23 Mar The Defined Contribution Strategy
Here’s how to implement the defined contribution strategy:
- You can give them a “bump” in salary to help them pay for their insurance.
- The bump CAN NOT be tax deducted on the employer’s end. In other words, you CAN NOT make it a line item as paying for health insurance (like you do/did when you pay for a group policy). It’s strictly an increase in salary.
- By doing this, the employer and employee are taxed higher due to the increased amount in income. It’s a little bit of a “con” by going with this strategy, but that’s how you avoid any trouble with any potential fines.
- If the employee does not use this bump for purchasing individual health insurance, there is nothing that you can do about it.
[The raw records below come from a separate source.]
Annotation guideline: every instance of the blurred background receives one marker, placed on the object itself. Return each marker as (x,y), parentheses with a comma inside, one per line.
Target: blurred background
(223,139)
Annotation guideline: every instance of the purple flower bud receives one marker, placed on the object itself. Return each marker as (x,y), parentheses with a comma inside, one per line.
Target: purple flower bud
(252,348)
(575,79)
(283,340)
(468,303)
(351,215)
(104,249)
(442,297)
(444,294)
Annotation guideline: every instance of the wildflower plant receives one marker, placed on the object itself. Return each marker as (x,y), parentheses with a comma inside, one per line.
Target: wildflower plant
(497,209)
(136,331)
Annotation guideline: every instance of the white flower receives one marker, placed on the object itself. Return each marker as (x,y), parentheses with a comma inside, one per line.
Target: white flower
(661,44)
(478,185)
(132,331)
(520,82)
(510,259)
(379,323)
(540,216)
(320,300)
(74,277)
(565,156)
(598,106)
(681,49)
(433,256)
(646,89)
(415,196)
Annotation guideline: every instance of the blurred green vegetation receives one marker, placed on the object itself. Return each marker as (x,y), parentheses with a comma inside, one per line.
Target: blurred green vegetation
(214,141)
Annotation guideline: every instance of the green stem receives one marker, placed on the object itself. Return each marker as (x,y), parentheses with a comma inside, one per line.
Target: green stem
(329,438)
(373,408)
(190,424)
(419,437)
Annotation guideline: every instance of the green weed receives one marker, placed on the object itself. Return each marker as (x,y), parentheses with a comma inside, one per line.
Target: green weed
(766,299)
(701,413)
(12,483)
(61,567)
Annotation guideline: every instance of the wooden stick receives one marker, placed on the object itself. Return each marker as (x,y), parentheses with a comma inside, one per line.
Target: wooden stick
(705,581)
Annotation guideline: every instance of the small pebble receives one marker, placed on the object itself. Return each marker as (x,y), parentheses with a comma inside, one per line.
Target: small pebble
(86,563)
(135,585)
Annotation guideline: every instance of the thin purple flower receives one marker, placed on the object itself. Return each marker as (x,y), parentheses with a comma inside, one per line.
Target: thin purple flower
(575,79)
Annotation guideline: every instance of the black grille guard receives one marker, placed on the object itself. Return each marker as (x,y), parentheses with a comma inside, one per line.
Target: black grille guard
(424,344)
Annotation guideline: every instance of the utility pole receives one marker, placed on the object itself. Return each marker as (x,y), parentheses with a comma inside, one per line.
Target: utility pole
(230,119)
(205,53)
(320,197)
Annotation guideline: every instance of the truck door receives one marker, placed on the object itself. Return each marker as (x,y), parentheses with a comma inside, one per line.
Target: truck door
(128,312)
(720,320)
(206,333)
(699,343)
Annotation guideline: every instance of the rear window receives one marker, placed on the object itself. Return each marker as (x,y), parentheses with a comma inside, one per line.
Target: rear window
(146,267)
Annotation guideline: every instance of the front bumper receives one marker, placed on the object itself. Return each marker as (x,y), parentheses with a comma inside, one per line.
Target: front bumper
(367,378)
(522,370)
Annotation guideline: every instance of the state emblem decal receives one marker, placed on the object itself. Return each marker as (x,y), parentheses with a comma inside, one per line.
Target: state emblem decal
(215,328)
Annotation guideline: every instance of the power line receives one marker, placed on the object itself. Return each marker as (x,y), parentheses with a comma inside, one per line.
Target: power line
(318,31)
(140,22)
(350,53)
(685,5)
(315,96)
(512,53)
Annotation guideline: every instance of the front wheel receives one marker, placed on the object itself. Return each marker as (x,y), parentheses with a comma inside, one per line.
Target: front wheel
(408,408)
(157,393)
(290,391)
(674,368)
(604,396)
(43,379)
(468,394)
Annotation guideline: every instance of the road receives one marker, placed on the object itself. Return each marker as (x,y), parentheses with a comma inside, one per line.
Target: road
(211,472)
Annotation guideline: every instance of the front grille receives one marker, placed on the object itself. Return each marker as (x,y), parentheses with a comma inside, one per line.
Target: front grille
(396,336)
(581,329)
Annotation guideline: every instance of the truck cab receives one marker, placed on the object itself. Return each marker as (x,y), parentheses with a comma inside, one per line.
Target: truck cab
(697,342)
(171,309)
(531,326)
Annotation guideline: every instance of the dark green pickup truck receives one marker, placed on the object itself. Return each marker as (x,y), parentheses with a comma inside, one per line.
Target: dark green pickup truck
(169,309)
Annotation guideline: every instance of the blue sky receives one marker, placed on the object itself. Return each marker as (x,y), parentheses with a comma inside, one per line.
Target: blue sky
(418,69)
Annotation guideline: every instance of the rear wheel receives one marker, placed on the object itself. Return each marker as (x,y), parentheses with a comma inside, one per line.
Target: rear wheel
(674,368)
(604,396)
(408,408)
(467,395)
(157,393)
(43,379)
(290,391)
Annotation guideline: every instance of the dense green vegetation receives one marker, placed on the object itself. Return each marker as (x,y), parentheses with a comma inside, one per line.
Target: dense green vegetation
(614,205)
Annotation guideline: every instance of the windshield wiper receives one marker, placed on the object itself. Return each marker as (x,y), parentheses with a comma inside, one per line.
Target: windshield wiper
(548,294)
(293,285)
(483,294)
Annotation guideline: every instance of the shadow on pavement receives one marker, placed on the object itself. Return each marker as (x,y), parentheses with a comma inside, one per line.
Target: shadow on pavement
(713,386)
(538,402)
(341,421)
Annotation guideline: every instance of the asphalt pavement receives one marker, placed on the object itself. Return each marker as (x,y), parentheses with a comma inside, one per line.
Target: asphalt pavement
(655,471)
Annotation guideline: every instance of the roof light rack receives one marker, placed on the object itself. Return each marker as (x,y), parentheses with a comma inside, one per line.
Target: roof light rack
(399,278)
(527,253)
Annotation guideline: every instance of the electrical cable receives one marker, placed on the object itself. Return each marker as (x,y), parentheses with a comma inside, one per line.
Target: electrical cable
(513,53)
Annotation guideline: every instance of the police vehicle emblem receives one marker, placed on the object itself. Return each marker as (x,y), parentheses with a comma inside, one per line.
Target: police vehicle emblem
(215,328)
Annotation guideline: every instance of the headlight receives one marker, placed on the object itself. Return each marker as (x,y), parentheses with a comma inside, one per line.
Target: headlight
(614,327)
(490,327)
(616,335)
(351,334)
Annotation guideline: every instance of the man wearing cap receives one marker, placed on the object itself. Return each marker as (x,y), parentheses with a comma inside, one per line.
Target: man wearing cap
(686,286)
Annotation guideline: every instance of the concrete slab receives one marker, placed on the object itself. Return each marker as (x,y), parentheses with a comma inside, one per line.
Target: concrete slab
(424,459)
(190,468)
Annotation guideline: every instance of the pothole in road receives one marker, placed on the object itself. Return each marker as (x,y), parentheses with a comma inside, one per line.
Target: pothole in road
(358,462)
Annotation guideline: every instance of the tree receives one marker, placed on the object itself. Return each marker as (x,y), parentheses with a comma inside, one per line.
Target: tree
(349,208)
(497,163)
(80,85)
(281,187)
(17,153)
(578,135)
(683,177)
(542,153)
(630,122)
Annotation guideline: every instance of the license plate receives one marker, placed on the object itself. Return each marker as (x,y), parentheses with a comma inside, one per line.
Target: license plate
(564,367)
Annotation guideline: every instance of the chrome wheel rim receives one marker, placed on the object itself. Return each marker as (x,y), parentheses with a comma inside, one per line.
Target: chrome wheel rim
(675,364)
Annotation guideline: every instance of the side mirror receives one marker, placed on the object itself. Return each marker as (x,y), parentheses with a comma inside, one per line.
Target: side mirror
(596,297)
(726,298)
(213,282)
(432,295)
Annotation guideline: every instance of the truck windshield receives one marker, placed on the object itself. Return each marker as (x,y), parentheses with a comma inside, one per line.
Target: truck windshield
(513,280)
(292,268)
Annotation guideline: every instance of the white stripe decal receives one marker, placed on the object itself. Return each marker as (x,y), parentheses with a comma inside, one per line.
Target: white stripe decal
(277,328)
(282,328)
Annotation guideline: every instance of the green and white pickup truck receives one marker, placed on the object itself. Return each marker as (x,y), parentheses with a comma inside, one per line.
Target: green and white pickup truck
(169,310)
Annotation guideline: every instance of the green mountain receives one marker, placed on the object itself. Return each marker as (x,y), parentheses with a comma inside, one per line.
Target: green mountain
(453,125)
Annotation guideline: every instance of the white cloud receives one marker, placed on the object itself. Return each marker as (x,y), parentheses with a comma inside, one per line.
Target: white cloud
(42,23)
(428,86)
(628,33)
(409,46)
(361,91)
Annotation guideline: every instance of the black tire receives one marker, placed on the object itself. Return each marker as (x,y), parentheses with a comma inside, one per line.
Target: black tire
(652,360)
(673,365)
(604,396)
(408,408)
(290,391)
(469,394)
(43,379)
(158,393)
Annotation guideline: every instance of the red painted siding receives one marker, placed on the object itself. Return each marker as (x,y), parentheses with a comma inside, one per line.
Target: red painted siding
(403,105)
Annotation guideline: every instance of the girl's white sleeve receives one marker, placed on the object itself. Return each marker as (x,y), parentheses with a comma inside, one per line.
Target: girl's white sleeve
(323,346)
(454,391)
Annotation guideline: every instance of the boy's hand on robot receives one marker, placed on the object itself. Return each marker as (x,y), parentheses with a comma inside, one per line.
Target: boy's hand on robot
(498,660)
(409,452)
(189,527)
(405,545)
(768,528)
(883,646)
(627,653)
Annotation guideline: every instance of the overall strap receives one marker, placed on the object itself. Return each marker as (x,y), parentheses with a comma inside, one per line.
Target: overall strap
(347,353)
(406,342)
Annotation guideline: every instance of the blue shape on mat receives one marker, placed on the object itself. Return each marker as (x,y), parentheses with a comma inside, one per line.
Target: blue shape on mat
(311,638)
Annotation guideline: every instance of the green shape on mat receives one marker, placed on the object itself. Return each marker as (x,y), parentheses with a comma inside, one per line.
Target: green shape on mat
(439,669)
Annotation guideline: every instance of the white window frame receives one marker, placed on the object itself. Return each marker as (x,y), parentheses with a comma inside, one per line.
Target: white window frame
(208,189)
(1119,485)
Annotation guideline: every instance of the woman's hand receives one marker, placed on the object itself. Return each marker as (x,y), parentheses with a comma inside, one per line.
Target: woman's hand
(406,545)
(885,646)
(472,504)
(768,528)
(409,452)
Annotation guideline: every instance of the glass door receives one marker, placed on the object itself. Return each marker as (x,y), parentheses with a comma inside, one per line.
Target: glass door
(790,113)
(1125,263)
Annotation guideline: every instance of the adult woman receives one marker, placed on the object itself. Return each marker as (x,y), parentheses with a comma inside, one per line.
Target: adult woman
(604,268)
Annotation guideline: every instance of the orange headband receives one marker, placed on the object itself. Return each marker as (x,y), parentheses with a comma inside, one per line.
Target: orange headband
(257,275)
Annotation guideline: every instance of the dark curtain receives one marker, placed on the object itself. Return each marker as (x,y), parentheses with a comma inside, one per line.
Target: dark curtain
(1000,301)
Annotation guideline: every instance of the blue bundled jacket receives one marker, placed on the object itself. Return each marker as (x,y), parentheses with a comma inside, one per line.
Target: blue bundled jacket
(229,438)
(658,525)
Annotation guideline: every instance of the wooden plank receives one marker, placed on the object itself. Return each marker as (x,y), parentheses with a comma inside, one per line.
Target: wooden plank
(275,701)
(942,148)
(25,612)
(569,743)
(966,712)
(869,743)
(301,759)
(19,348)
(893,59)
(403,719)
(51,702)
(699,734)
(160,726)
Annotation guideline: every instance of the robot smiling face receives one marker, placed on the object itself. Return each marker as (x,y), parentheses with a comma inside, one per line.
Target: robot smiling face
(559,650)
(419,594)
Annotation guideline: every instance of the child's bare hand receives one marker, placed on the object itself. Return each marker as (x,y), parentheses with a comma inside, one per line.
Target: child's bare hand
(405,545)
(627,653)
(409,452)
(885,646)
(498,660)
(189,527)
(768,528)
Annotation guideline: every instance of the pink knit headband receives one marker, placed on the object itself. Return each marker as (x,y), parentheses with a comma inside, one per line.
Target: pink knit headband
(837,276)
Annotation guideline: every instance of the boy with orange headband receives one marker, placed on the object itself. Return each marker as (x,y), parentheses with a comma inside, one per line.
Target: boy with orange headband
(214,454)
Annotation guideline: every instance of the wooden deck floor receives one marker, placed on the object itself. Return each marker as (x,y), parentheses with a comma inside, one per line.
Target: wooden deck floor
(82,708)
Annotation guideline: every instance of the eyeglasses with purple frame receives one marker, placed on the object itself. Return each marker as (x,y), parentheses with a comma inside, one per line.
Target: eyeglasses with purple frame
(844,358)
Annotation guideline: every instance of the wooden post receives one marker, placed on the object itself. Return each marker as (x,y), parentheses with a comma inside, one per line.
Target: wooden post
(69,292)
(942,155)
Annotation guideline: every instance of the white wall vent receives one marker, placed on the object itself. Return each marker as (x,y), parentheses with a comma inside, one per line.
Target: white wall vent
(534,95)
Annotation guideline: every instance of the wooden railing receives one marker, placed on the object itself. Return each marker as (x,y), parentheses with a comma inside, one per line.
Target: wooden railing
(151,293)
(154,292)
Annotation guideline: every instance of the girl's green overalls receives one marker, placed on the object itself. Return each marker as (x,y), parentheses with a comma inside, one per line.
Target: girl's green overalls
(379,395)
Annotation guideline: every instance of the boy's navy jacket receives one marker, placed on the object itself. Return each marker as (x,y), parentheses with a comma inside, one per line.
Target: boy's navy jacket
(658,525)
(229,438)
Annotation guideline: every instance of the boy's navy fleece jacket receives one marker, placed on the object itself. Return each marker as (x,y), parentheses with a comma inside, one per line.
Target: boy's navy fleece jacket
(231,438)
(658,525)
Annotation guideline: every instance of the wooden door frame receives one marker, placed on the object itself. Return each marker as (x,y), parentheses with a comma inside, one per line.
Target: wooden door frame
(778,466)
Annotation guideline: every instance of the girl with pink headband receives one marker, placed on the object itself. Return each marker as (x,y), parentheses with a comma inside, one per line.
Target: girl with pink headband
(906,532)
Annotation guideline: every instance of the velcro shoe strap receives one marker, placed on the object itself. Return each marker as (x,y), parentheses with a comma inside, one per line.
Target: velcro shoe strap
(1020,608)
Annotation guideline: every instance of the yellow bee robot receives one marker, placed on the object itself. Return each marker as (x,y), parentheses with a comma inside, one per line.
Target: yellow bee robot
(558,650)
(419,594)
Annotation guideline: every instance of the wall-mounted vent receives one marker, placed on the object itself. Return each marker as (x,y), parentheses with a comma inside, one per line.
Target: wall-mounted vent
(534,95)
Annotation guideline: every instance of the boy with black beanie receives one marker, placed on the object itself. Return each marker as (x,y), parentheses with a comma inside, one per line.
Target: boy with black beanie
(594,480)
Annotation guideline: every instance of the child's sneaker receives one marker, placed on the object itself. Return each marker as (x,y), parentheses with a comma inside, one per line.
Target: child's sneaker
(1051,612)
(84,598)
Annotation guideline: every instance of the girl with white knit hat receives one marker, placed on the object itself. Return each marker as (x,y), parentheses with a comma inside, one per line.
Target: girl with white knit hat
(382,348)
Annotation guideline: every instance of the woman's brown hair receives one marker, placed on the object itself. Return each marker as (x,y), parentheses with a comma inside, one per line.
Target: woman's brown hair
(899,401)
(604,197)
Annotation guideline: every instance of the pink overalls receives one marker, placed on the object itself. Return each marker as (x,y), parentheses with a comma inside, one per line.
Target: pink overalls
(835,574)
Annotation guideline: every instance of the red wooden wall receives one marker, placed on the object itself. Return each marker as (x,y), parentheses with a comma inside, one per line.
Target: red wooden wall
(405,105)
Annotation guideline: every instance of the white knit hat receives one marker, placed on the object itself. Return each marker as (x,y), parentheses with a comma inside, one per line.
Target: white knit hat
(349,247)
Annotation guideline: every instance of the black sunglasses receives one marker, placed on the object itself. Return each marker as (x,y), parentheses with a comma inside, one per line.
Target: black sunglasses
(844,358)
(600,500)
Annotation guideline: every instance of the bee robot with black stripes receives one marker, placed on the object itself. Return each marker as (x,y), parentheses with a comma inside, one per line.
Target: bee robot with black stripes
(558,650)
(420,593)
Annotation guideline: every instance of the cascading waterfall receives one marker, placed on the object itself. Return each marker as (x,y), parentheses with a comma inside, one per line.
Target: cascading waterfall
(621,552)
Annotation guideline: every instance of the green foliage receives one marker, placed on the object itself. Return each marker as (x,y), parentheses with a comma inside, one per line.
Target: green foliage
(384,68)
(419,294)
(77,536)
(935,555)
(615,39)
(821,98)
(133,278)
You CAN NOT take away the increase in salary.
- If the employee does not purchase health insurance, then this falls as a liability under their own personal responsibility. Then, they will be fined on their individual tax returns for NOT having insurance.
- You have to offer the same “deal” to everyone. For example, everyone gets $300 or 50% up to $300. It has to be the same across the board for all employees. We recommend this percentage strategy as this evens the playing field for some employees that may be more expensive than others.
- You CAN NOT pay these premiums out of the employer’s bank account.
- If the employees’ pay for their premiums out of their own personal bank accounts, you’re fine.
- If not, you will want to make sure to change this IMMEDIATELY.
- THE ONLY EXCEPTION: The owners can pay for their individual insurance out of the company’s bank account & it will be deducted on their taxes.
So very simply said, if you say (for example)…hey everybody, we’re going to give you $200 or 50% up to $200 extra a month in your salary to help you pay for your health insurance. Reese/Bob will be here for a meeting/phone call. They’ll help you pick whatever plan is best for you. You’ll pay for it out of your personal bank account. If you choose not to purchase health insurance, you’ll be fined when you file your individual tax return.
Then, that’s it…you walk away…other than the bump in salary, it’s no longer your business, and it’s in the employees’ hands.
Additional Advice:
*If you wanted to move forward with the individual route, we will need to submit the application in by the 15th of the prior month’s effective date. For example, if you wanted a January 1st effective date, you would need the applications in by December 15th.
*If you have employees who want to purchase health insurance outside the Open Enrollment period, we must prove that they are a qualified special enrollee.